The study was conducted by researchers with the Robert Wood Johnson Foundation and UC San Francisco. They studied survey responses given by 32,669 households across the country in 2001. The researchers estimated that about 45 million American adults made a total of 80 million visits to emergency rooms between July 2000 and June 2001.
Frequent emergency-room users -- those who visited emergency departments four or more times a year -- represented less than a tenth of all emergency users yet accounted for 28% of all visits, the study found.

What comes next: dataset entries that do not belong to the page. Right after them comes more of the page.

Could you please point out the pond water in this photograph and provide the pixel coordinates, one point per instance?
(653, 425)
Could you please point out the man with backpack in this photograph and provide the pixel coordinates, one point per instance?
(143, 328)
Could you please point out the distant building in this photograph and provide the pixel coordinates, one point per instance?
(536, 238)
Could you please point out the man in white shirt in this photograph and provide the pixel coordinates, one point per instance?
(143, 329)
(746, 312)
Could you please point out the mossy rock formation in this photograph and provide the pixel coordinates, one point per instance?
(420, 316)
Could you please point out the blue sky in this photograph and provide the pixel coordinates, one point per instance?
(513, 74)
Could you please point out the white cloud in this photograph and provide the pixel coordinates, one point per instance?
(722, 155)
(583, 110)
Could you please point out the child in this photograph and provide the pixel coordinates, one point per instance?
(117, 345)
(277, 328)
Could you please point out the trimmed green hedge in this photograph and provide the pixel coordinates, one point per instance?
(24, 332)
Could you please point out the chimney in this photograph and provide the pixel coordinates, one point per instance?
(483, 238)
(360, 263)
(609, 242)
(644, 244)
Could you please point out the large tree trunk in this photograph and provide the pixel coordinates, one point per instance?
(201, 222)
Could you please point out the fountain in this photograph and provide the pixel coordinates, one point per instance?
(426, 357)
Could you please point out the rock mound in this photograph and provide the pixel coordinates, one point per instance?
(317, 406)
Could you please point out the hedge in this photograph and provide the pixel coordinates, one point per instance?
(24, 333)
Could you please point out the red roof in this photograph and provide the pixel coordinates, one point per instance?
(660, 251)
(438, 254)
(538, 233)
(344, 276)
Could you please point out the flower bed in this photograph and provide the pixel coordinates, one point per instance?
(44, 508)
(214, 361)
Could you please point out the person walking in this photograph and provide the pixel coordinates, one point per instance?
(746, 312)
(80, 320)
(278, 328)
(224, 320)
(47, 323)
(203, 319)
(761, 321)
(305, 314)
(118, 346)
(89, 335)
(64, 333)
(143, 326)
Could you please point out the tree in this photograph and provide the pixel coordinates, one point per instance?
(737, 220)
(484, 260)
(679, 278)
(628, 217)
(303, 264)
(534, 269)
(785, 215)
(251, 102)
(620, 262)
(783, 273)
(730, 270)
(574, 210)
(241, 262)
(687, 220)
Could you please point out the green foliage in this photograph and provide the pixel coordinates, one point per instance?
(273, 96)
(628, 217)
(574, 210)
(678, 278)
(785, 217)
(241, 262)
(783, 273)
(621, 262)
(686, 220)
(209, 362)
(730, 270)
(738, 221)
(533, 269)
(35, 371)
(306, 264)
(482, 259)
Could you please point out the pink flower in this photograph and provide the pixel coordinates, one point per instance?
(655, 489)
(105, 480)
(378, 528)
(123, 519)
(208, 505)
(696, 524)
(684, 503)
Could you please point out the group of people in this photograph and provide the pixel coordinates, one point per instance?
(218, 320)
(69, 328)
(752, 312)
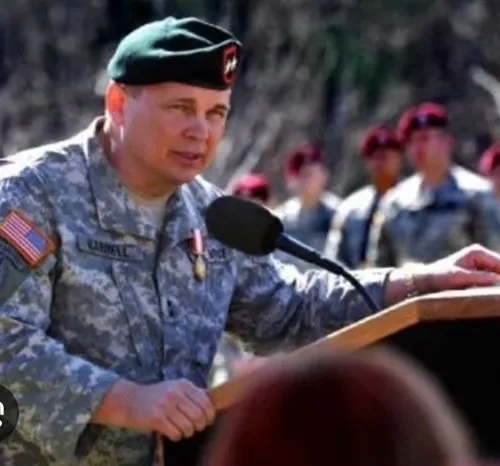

About 84% of frequent emergency-room users had health insurance and 81% had a source of primary healthcare either through a doctor or a clinic, the study found. About half had government-subsidized health plans like Medicaid or Medicare, while a third had private plans.
The shortage of hospital beds is only part of the problem causing emergency-room crowding, said Debby Rogers, vice president of quality and emergency services at the California Hospital Assn. A shortage of nurses and on-call physicians also contributes to delays that lead to backups in emergency rooms, she said. “There are a million reasons why ERs are crowded,” Rogers said.
As the healthcare system comes under more stress, emergency departments are taking in more of the brunt. Emergency visits increased 26% between 1993 and 2003, according to the Centers for Disease Control and Prevention.
“It is the only door that is open 24 hours,” said Brian Johnston, the medical director of the emergency department at White Memorial Medical Center in Boyle Heights. Johnston said as many as 14 of his 18 beds might be occupied by patients waiting to be admitted to White Memorial, an Adventist Health System hospital with 350 beds.
Some hospitals have begun implementing programs to manage patient traffic and to ease emergency-room crowding. At Redlands Community Hospital, an independently owned and operated 172-bed facility east of San Bernardino, surgeons schedule operations to avoid monopolizing intensive-care beds. And in the emergency room, patients with low-priority cases, such as the flu or a dislocated finger, are seen by a physician assistant instead of a doctor.
Schneider said that increasing efficiency would address the problem but not solve it by itself. More funding is needed for emergency departments and hospitals, she argued.
“Right now we are saying, cut, cut, cut, but people are going to have to decide how efficient they want their healthcare to be,” she said. “Do they want it to run like the airlines? Where they bump people off when the flight is full?”